Estimating the Gibbs free energy of solvated chromium-fluoride ions

To perform a complete thermodynamic analysis, the Gibbs free energy of formation (\(\Delta {{{\mathrm{G}}}}_{{{\mathrm{f}}}}^0\)) of various chromium-fluoride compounds (e.g. CrF3, CrF42−, CrF52−, CrF63−) needs to be known. However not all of these values are reported in the literature. In this work, an electrochemical method was used to determine the \(\Delta {{{\mathrm{G}}}}_{{{\mathrm{f}}}}^{{{\mathrm{o}}}}\) values of these compound27. The redox electrode potentials (\({{{\mathrm{E}}}}_{{{{\mathrm{M}}}}/{{{\mathrm{MF}}}}_{{{\mathrm{x}}}}^{{{{\mathrm{n}}}} - {{{\mathrm{x}}}}}}\)) of Cr redox reactions (4–9) was determined from cyclic voltammetry performed on a platinum wire inserted in FLiNaK salts with the addition between 0.11 and 1 wt% of CrF3 (97%, Fisher Scientific) at 600 °C. The standard electrode potential (\({{{\mathrm{E}}}}_{{{{\mathrm{M}}}}/{{{\mathrm{MF}}}}_{{{\mathrm{x}}}}^{{{{\mathrm{n}}}} - {{{\mathrm{x}}}}}}^0\)) was obtained by the extrapolation of \({{{\mathrm{E}}}}_{{{{\mathrm{M}}}}/{{{\mathrm{MF}}}}_{{{\mathrm{x}}}}^{{{{\mathrm{n}}}} - {{{\mathrm{x}}}}}}\) to 1 M MFxn-x in the FLiNaK salts. The \(\Delta {{{\mathrm{G}}}}_{{{\mathrm{f}}}}^0\) of possible chromium-fluoride compounds were calculated using Eq. 1727.

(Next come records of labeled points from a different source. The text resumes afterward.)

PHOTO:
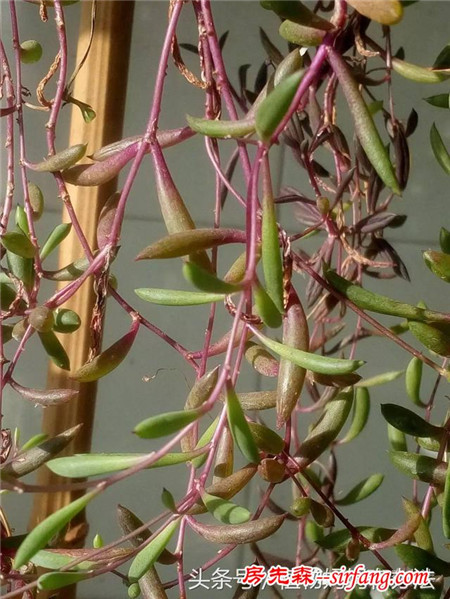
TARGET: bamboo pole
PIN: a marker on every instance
(102, 82)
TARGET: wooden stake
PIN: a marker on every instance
(102, 83)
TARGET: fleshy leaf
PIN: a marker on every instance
(109, 359)
(147, 557)
(362, 490)
(40, 535)
(165, 424)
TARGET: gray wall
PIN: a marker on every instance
(123, 398)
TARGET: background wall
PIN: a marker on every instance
(124, 398)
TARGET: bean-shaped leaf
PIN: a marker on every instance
(422, 534)
(413, 380)
(165, 424)
(367, 300)
(339, 539)
(409, 422)
(420, 467)
(440, 151)
(302, 35)
(266, 308)
(31, 459)
(172, 297)
(58, 234)
(258, 400)
(380, 379)
(444, 240)
(91, 175)
(362, 490)
(205, 281)
(18, 243)
(266, 439)
(261, 360)
(419, 559)
(360, 416)
(61, 160)
(57, 580)
(446, 506)
(147, 557)
(326, 429)
(439, 100)
(109, 359)
(42, 533)
(55, 350)
(92, 464)
(225, 511)
(239, 427)
(270, 245)
(364, 125)
(173, 209)
(313, 362)
(418, 73)
(388, 12)
(66, 321)
(435, 337)
(273, 108)
(438, 263)
(44, 397)
(222, 129)
(237, 534)
(186, 242)
(128, 522)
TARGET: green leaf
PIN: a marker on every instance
(313, 362)
(239, 427)
(326, 429)
(388, 12)
(60, 160)
(222, 129)
(444, 240)
(225, 511)
(434, 337)
(438, 263)
(58, 580)
(266, 439)
(364, 124)
(439, 100)
(446, 506)
(165, 424)
(274, 107)
(440, 151)
(66, 321)
(58, 234)
(339, 539)
(170, 297)
(419, 559)
(147, 557)
(18, 243)
(93, 464)
(409, 422)
(362, 490)
(45, 530)
(413, 380)
(205, 281)
(360, 416)
(168, 500)
(187, 242)
(109, 359)
(55, 350)
(265, 307)
(418, 73)
(420, 467)
(380, 379)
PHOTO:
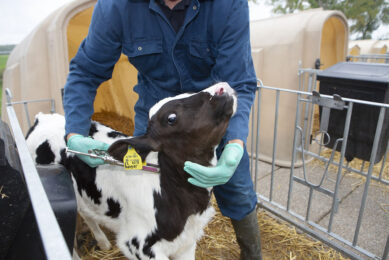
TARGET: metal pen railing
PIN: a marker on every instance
(302, 129)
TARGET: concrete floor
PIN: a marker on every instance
(374, 230)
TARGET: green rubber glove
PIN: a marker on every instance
(206, 177)
(84, 144)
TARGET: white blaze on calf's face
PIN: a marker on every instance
(217, 89)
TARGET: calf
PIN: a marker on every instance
(154, 216)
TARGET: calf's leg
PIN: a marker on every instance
(99, 235)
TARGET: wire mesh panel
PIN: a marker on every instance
(342, 203)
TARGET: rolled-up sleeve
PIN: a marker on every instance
(92, 65)
(235, 66)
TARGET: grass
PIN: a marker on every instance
(3, 62)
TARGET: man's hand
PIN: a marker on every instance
(83, 144)
(206, 177)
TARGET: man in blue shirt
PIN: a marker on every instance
(177, 46)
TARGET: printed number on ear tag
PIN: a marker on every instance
(132, 160)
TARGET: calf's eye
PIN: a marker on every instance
(171, 119)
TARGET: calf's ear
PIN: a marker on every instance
(142, 144)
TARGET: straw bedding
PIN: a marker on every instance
(279, 241)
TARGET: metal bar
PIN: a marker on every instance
(252, 147)
(52, 238)
(309, 204)
(306, 112)
(340, 167)
(319, 189)
(316, 156)
(52, 110)
(274, 143)
(386, 250)
(258, 126)
(383, 161)
(294, 152)
(356, 101)
(30, 101)
(27, 114)
(370, 172)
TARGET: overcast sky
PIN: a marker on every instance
(20, 17)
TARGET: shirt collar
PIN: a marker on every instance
(181, 5)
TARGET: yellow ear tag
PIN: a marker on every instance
(132, 160)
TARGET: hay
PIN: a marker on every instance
(356, 164)
(279, 241)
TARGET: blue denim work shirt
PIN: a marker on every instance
(213, 45)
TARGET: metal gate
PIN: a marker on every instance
(330, 199)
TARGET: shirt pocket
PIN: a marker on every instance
(146, 55)
(201, 59)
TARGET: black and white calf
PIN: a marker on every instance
(154, 216)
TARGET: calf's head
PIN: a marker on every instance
(185, 127)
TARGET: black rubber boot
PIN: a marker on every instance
(247, 235)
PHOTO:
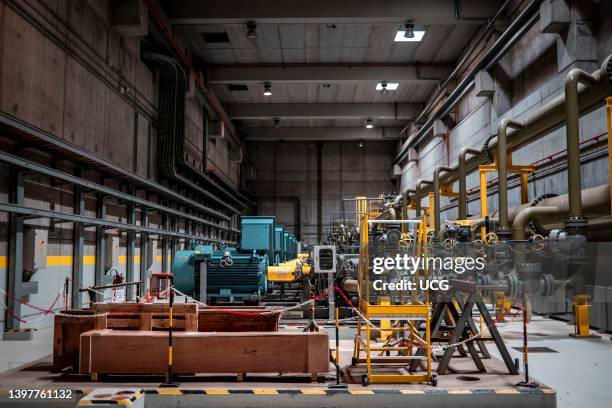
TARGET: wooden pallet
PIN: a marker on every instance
(211, 320)
(67, 329)
(145, 352)
(148, 316)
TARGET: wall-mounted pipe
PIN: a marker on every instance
(527, 214)
(463, 180)
(502, 173)
(436, 209)
(540, 122)
(576, 222)
(417, 196)
(517, 29)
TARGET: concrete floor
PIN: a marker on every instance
(579, 372)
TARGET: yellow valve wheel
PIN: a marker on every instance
(538, 242)
(491, 239)
(405, 240)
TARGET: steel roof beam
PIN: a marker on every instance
(403, 111)
(327, 73)
(420, 12)
(322, 133)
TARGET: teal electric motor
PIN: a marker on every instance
(232, 276)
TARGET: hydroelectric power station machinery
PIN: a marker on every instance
(235, 275)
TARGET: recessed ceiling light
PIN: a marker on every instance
(267, 89)
(251, 33)
(389, 86)
(400, 36)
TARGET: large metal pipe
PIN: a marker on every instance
(436, 209)
(502, 173)
(539, 123)
(463, 180)
(519, 26)
(417, 196)
(595, 202)
(526, 215)
(576, 222)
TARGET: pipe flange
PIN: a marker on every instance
(528, 268)
(606, 70)
(547, 285)
(485, 147)
(576, 223)
(534, 203)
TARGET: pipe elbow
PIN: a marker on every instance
(529, 213)
(577, 75)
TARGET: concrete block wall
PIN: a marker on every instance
(535, 78)
(287, 174)
(65, 70)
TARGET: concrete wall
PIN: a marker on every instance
(533, 76)
(65, 70)
(288, 170)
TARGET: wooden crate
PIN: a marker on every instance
(145, 352)
(211, 320)
(68, 326)
(148, 316)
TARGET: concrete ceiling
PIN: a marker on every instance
(325, 52)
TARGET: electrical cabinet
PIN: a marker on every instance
(111, 252)
(324, 258)
(35, 245)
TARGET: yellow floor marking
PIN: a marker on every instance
(265, 392)
(170, 392)
(507, 391)
(313, 392)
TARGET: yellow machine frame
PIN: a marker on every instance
(376, 314)
(609, 115)
(523, 170)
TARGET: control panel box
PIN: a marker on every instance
(324, 258)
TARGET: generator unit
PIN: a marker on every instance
(229, 275)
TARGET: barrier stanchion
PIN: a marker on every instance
(526, 382)
(337, 385)
(169, 382)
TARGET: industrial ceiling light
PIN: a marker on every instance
(409, 32)
(251, 33)
(267, 89)
(385, 86)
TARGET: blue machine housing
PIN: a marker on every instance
(243, 277)
(279, 239)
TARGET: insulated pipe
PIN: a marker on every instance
(417, 196)
(527, 214)
(436, 208)
(576, 221)
(463, 180)
(406, 201)
(517, 29)
(502, 173)
(540, 122)
(595, 201)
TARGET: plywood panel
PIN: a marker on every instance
(136, 352)
(84, 108)
(32, 75)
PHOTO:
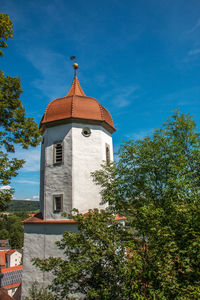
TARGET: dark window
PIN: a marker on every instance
(58, 203)
(86, 131)
(107, 154)
(58, 153)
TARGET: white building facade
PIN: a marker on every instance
(77, 139)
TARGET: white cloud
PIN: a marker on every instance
(5, 187)
(122, 97)
(195, 27)
(54, 69)
(140, 134)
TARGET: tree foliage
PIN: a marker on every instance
(11, 228)
(156, 255)
(15, 127)
(35, 293)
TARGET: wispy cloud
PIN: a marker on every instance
(54, 70)
(194, 52)
(122, 97)
(195, 27)
(140, 134)
(5, 187)
(190, 96)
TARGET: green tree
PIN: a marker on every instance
(156, 255)
(155, 183)
(96, 262)
(4, 234)
(11, 228)
(16, 128)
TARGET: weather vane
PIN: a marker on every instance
(75, 65)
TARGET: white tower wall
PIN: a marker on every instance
(72, 178)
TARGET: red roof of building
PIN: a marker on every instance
(10, 252)
(11, 269)
(39, 219)
(76, 105)
(3, 257)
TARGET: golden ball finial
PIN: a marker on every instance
(75, 66)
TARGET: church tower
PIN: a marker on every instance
(77, 139)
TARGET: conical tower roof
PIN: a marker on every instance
(76, 107)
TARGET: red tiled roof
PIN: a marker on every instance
(10, 252)
(4, 295)
(76, 105)
(10, 286)
(39, 219)
(11, 269)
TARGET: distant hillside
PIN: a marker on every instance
(23, 205)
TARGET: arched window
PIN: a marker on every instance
(58, 153)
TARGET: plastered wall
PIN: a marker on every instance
(82, 155)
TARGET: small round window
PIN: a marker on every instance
(86, 131)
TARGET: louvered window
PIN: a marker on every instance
(107, 154)
(58, 203)
(58, 153)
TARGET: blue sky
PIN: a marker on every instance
(140, 59)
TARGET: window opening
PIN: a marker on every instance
(86, 131)
(58, 153)
(107, 154)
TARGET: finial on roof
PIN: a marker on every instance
(75, 65)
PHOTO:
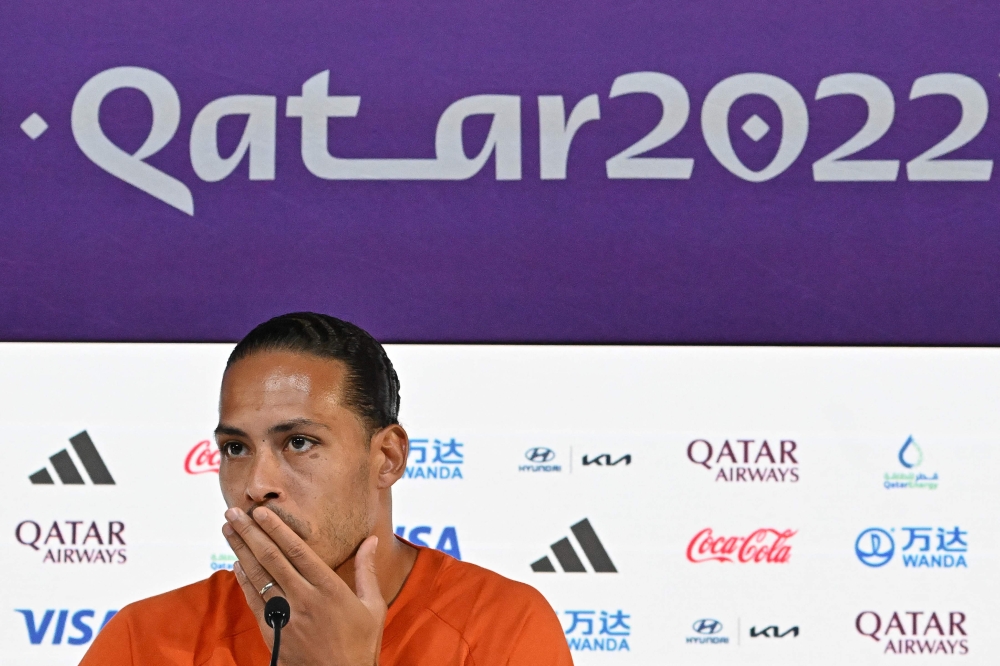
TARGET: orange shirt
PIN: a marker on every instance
(448, 613)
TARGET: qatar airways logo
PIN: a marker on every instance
(747, 460)
(763, 546)
(203, 457)
(74, 541)
(916, 632)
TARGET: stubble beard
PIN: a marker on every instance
(345, 530)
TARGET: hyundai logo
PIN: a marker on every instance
(540, 454)
(874, 547)
(707, 626)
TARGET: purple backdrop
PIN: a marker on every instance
(86, 256)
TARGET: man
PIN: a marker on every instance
(311, 447)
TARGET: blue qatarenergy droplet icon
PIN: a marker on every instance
(911, 455)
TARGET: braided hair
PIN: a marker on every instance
(371, 385)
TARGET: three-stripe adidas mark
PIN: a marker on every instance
(66, 469)
(570, 561)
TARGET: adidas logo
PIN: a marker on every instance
(570, 561)
(66, 469)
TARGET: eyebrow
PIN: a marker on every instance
(284, 426)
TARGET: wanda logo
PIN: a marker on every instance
(204, 457)
(764, 545)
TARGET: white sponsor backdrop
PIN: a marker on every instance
(848, 411)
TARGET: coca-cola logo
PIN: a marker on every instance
(765, 545)
(203, 458)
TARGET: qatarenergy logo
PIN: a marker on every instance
(910, 475)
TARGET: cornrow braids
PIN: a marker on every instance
(371, 386)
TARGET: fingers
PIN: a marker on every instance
(301, 556)
(365, 580)
(262, 561)
(254, 600)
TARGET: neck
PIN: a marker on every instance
(394, 560)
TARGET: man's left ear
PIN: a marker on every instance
(394, 445)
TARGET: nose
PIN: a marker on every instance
(265, 480)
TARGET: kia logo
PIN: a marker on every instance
(539, 454)
(874, 547)
(707, 626)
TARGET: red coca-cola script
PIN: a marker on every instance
(764, 545)
(204, 457)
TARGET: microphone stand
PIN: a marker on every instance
(276, 613)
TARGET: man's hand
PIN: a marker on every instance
(329, 624)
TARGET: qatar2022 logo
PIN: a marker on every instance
(910, 475)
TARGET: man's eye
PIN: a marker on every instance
(234, 449)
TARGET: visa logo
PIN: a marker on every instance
(80, 632)
(447, 542)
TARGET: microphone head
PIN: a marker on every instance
(276, 611)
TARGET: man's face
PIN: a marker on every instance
(289, 443)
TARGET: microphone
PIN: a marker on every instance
(276, 612)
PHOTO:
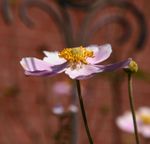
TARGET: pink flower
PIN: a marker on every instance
(77, 63)
(125, 122)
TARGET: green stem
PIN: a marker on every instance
(132, 107)
(83, 112)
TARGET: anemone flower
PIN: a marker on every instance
(78, 63)
(125, 122)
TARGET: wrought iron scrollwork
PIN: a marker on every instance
(62, 19)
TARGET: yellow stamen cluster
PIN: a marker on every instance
(145, 118)
(76, 55)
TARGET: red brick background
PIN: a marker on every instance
(26, 102)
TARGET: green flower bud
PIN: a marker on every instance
(132, 67)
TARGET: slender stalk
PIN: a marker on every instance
(132, 107)
(83, 112)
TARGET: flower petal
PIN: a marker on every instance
(53, 58)
(101, 53)
(115, 66)
(145, 131)
(37, 67)
(84, 71)
(33, 64)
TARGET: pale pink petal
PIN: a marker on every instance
(33, 64)
(101, 53)
(53, 58)
(84, 70)
(145, 131)
(37, 67)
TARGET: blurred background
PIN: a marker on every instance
(45, 110)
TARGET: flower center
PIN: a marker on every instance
(145, 118)
(77, 55)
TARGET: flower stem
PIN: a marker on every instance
(83, 112)
(132, 107)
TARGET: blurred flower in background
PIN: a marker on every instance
(59, 110)
(125, 122)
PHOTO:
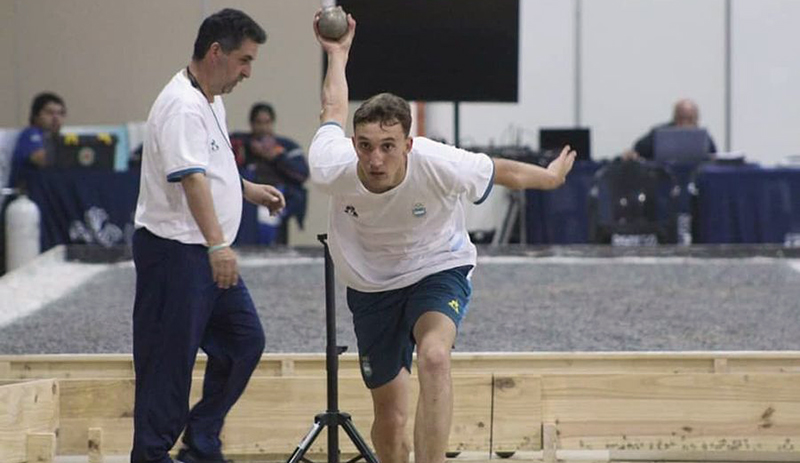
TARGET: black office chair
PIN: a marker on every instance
(633, 203)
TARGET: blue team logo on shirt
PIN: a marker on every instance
(350, 210)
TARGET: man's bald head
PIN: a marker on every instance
(686, 114)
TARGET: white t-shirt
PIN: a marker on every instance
(391, 240)
(184, 135)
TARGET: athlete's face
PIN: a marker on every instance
(382, 155)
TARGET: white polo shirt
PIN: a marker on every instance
(186, 134)
(391, 240)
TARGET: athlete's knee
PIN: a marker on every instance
(390, 422)
(434, 358)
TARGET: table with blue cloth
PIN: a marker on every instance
(735, 204)
(747, 204)
(561, 216)
(97, 207)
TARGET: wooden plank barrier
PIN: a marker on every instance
(706, 406)
(28, 421)
(680, 417)
(272, 417)
(275, 365)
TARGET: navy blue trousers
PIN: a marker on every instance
(179, 309)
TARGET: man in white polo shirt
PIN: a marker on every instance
(399, 242)
(188, 291)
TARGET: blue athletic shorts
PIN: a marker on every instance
(384, 321)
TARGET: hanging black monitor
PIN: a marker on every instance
(435, 50)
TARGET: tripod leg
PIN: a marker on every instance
(357, 440)
(305, 444)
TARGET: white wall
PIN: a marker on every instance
(637, 58)
(766, 78)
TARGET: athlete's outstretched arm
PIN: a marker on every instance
(334, 87)
(521, 176)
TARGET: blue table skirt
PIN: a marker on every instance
(97, 207)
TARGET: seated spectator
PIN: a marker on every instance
(685, 114)
(278, 161)
(35, 148)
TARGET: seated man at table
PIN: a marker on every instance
(35, 148)
(275, 160)
(685, 114)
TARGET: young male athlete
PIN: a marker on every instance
(399, 242)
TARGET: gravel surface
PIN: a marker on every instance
(519, 304)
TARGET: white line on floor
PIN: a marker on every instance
(47, 278)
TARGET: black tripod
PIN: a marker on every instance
(332, 418)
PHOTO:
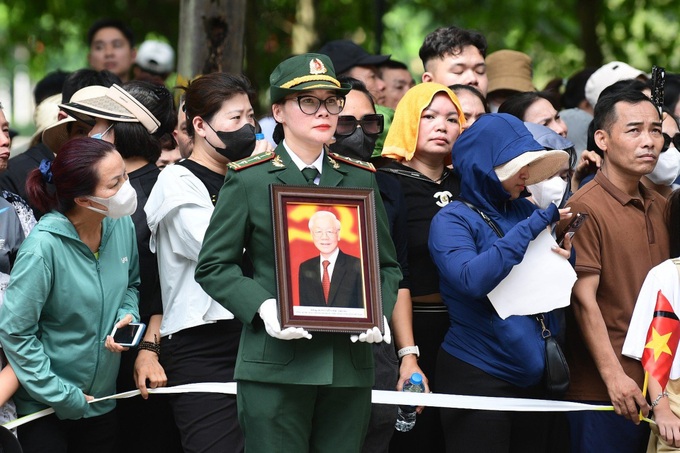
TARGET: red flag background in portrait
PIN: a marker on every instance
(662, 341)
(300, 239)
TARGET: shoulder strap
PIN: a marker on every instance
(486, 218)
(252, 160)
(676, 261)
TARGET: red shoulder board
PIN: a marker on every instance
(351, 161)
(251, 161)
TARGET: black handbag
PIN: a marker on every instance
(556, 374)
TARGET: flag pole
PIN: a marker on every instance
(644, 391)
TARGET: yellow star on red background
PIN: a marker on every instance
(659, 344)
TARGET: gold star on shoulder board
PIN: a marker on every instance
(333, 162)
(277, 162)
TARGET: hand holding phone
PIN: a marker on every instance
(129, 335)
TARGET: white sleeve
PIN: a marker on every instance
(636, 338)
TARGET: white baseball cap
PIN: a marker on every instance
(156, 57)
(608, 75)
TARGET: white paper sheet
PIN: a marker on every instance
(540, 283)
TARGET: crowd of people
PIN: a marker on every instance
(133, 204)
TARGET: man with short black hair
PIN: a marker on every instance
(112, 47)
(624, 237)
(453, 55)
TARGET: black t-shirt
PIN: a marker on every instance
(424, 198)
(212, 181)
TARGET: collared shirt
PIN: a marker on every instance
(332, 259)
(622, 240)
(318, 163)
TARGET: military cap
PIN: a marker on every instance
(310, 71)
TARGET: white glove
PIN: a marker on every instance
(373, 335)
(268, 313)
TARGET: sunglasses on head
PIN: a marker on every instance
(667, 140)
(371, 124)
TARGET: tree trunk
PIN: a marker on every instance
(304, 32)
(589, 16)
(210, 37)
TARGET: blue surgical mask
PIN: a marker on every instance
(101, 135)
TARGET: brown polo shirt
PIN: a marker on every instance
(621, 241)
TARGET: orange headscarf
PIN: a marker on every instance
(402, 137)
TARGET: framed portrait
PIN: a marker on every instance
(327, 266)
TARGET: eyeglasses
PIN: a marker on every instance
(311, 104)
(667, 140)
(321, 233)
(371, 124)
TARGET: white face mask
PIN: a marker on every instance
(548, 191)
(667, 167)
(120, 204)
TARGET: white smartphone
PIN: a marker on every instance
(129, 335)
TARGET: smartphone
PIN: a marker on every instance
(129, 335)
(573, 227)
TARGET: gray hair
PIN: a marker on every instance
(318, 214)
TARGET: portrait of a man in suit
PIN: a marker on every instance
(334, 278)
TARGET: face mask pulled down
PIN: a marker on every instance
(667, 168)
(120, 204)
(238, 144)
(357, 144)
(549, 191)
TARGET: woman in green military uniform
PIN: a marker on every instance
(297, 392)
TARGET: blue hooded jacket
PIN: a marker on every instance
(472, 260)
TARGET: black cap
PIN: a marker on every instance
(345, 54)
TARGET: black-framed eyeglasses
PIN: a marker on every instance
(371, 124)
(310, 104)
(667, 140)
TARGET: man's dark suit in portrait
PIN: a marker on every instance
(346, 289)
(332, 279)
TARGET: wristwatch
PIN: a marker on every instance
(408, 350)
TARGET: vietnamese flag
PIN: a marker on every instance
(662, 341)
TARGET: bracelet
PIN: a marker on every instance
(408, 350)
(150, 346)
(658, 398)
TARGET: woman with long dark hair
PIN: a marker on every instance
(198, 337)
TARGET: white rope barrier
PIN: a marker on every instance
(378, 396)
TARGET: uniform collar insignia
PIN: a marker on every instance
(277, 162)
(333, 162)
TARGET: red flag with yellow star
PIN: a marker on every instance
(662, 341)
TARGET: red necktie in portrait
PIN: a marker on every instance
(326, 280)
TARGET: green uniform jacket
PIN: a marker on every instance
(60, 305)
(243, 220)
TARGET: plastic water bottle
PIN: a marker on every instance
(406, 415)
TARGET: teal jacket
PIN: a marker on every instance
(60, 305)
(243, 220)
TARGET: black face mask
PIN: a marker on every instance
(357, 144)
(239, 144)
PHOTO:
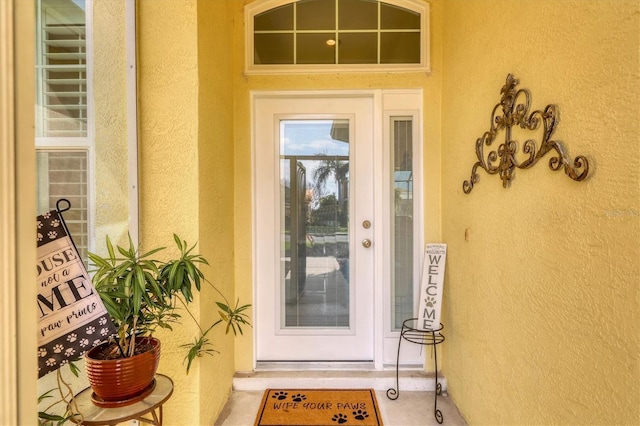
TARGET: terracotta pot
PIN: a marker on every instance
(123, 379)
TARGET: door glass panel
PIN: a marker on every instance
(402, 212)
(314, 217)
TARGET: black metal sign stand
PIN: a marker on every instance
(411, 333)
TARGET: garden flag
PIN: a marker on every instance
(430, 306)
(71, 316)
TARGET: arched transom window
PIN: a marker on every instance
(331, 35)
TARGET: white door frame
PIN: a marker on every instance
(386, 104)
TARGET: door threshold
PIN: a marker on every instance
(413, 380)
(314, 365)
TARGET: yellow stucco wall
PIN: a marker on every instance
(216, 175)
(168, 165)
(542, 319)
(111, 144)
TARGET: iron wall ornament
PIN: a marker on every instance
(503, 161)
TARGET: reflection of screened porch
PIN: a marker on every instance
(316, 247)
(325, 299)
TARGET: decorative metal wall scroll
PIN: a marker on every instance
(503, 161)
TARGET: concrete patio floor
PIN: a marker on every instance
(412, 408)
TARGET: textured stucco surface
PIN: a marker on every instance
(111, 145)
(542, 319)
(168, 166)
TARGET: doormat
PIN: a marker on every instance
(319, 407)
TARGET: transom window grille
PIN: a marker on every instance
(307, 35)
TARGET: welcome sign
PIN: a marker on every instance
(430, 306)
(72, 318)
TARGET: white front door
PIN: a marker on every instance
(337, 231)
(314, 204)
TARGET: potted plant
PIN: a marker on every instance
(142, 294)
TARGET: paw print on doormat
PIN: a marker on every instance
(360, 414)
(280, 395)
(339, 418)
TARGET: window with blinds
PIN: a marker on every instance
(368, 35)
(402, 267)
(62, 143)
(62, 70)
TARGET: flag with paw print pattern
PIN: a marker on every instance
(72, 318)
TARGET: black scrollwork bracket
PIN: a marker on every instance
(515, 113)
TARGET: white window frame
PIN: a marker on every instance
(257, 7)
(87, 143)
(79, 143)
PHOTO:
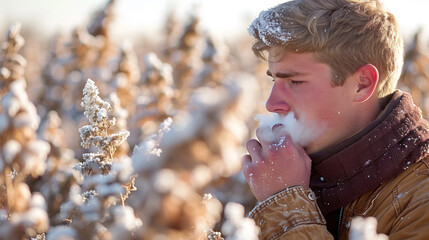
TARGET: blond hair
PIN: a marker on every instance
(345, 34)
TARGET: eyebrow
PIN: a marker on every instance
(284, 75)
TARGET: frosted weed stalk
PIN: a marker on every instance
(93, 209)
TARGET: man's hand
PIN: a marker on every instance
(276, 164)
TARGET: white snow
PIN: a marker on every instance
(301, 131)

Potentiostatic test and X-ray diffraction

To access the validity of thermodynamic predictions, a pure Cr coupon was potentiostatically polarized to −3.2 \({\rm{V}}_{{\rm{F}}_{2}/{\rm{F}}^{-}}\) for 50 h, −4 \({\rm{V}}_{{\rm{F}}_{2}/{\rm{F}}^{-}}\) for 50 h, −5 \({\rm{V}}_{{\rm{F}}_{2}/{\rm{F}}^{-}}\) for 1 h in FLiNaK salts at 600 °C using a Pt qusai-reference electrode and a glassy carbon crucible as a counter electrode. The details for the electrochemical setup is presented in the section “Setup, sample and salt preparation”.The phase composition of solidified salts was analyzed by XRD using the Malvern–Panalytical Empyrean diffractometer [wavelength Cu Kα (1.5405 A)]. The PDF4+ database was used as the reference data. The software HighScore Plus was used for Rietveld refinements. The peak profile was refined by pseudo-Voigt function.